Make Linux profiles aware of Architecture

GoogleCodeExporter commented 9 years ago

This patch adds an "arch" metadata to Linux profiles so that plugins and 
address spaces can know the architecture.

This patch also uses this added feature to fix an issue with address space 
checking to properly differentiate a 32-bit ARM image from a 32-bit x86 image.

Original issue reported on code.google.com by Joe.Sylve@gmail.com on 29 Jun 2012 at 2:13

Blocking: #283

Attachments:

ARMenhancement-archaware.patch.txt

GoogleCodeExporter commented 9 years ago

Hiya Joe,

Thanks for submitting this patch.  It seems as though it's effectively 
deprecating the memory_model setup for an arch one.  That may well be the best 
way to go, but if we're going to do that we should do it across the whole 
codebase, and we should do it before 2.2, since the memory_model is (I believe) 
new in 2.1.

So there are two options, and I'm going to ask for opinions on them:

a) Have the ARM architecture dig out the the appropriate value from the linux 
profile (bad, because it's making the AS have profile-specific code in it).
b) Convert all memory_model checks to arch checks.  The question is, will there 
ever be a single arch that can be both 32-bit and 64-bit at the same time?

So this needs a bit of thinking about before applying I'm afraid.  However, 
it's thinking we'll need to do soon if we don't want it to delay the 2.1 
release, so hopefully people will jump on this...

I'll try to find some time to mock-up a complete memory_model replacement patch.

Original comment by mike.auty@gmail.com on 1 Jul 2012 at 10:49

Added labels: Milestone-2.1.x

GoogleCodeExporter commented 9 years ago

Original comment by mike.auty@gmail.com on 1 Jul 2012 at 11:18

Now blocking: #283

GoogleCodeExporter commented 9 years ago

I'm not sure if the best route is to depreciate memory_model checks all 
together.  There may certainly be architectures that support multiple memory 
models.  They did announce last year that there would be 64-bit ARM support in 
v8 (although that might be considered a different architecture all together). 

http://www.eetimes.com/electronics-news/4230160/ARM-unveils-64-bit-architecture

But what about ARM systems that are big-endian and that are little-endian?  
We'll eventually run into that problem, once people want to use the code for 
more than just on Android devices.

Maintaining the memory model checks also would help abstract plugins that just 
need to know a specific memory model (32-bit or 64-bit, big-endian, 
little-endian) but don't really care about the architecture.

Something to think about.

Original comment by Joe.Sylve@gmail.com on 1 Jul 2012 at 1:37

GoogleCodeExporter commented 9 years ago

Another thing to think about with this is arch-specific overlays.

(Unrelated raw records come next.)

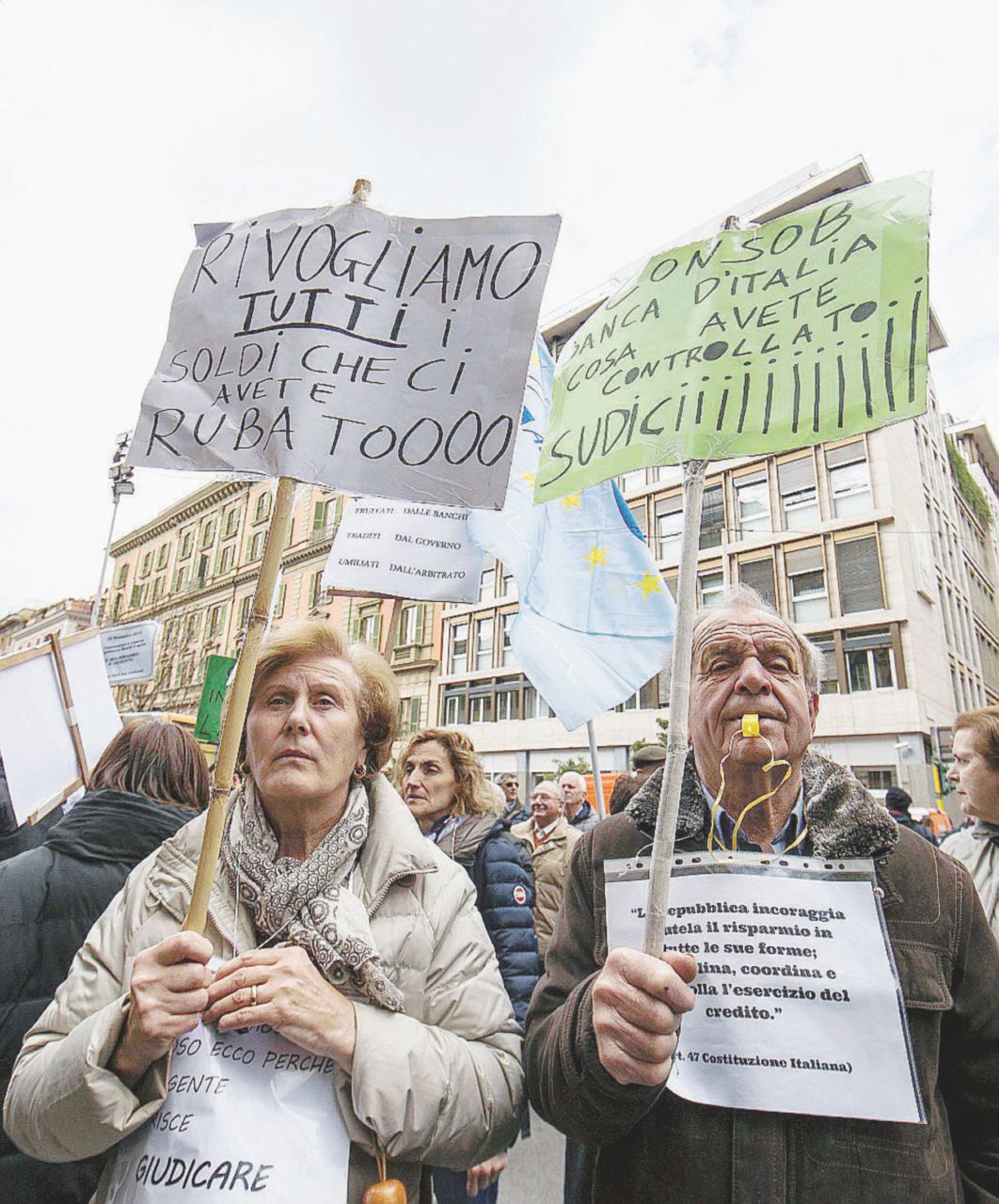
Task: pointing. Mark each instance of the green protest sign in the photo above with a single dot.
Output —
(809, 327)
(216, 674)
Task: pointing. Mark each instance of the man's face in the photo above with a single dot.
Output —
(573, 791)
(748, 662)
(546, 803)
(509, 786)
(977, 785)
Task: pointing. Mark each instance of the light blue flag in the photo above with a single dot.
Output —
(596, 620)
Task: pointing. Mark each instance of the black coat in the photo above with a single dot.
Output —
(50, 898)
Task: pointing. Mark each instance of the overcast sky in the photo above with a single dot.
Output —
(124, 121)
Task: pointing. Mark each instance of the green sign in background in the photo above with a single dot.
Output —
(207, 726)
(809, 327)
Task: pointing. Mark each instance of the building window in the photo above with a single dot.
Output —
(534, 707)
(454, 707)
(507, 702)
(410, 626)
(798, 495)
(758, 575)
(487, 585)
(479, 705)
(806, 581)
(246, 606)
(877, 778)
(457, 657)
(484, 642)
(711, 516)
(408, 717)
(709, 587)
(860, 576)
(670, 521)
(848, 480)
(869, 660)
(753, 502)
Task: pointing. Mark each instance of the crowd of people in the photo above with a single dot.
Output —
(443, 942)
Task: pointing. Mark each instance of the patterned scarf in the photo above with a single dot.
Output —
(309, 901)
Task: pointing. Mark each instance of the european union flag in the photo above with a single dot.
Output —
(596, 619)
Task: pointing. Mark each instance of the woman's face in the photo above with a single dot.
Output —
(304, 734)
(429, 783)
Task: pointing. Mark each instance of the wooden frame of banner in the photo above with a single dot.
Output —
(53, 647)
(661, 867)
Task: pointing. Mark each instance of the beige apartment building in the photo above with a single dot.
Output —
(194, 568)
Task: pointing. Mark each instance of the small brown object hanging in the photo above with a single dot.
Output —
(386, 1191)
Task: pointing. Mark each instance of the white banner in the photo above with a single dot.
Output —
(798, 1003)
(246, 1113)
(128, 652)
(404, 550)
(353, 349)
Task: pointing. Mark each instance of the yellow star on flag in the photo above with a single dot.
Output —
(651, 583)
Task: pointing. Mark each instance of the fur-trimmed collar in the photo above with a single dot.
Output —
(843, 817)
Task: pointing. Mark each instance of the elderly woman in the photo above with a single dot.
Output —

Right now we 
are overlaying the x86 cpuinfo struct, but obviously that does not exist on ARM 
so you get a warning about the struct missing from the vtype each time you run 
a plugin against Android.

Original comment by atc...@gmail.com on 1 Jul 2012 at 6:58

GoogleCodeExporter commented 9 years ago

Hmm, I'm aware of several mixed archs scenarios: 

1) The one Joe mentioned about ARM
2) Windows WOW64 (32 bit process AS on x64 kernel)
3) The OS X issue attrc mentioned on the [[MacMemoryForensics]] wiki about x64 
processes on an x86 kernel

Original comment by michael.hale@gmail.com on 2 Jul 2012 at 3:30

GoogleCodeExporter commented 9 years ago

So I guess I'm a bit confused about the problem with this patch.  I don't think 
it's wise to depreciate memmodel with arch.  It seems that in some places it 
would be best to check against arch and in others memmodel (for instance x86 
native types are the same as 32 bit ARM native types, etc).  What do we need to 
do to get this done properly?

Original comment by Joe.Sylve@gmail.com on 3 Jul 2012 at 2:53

GoogleCodeExporter commented 9 years ago

Sorry, we're all quite busy, but this needs thinking through before it's done, 
because it appears to be mixing some elements together that shouldn't be mixed.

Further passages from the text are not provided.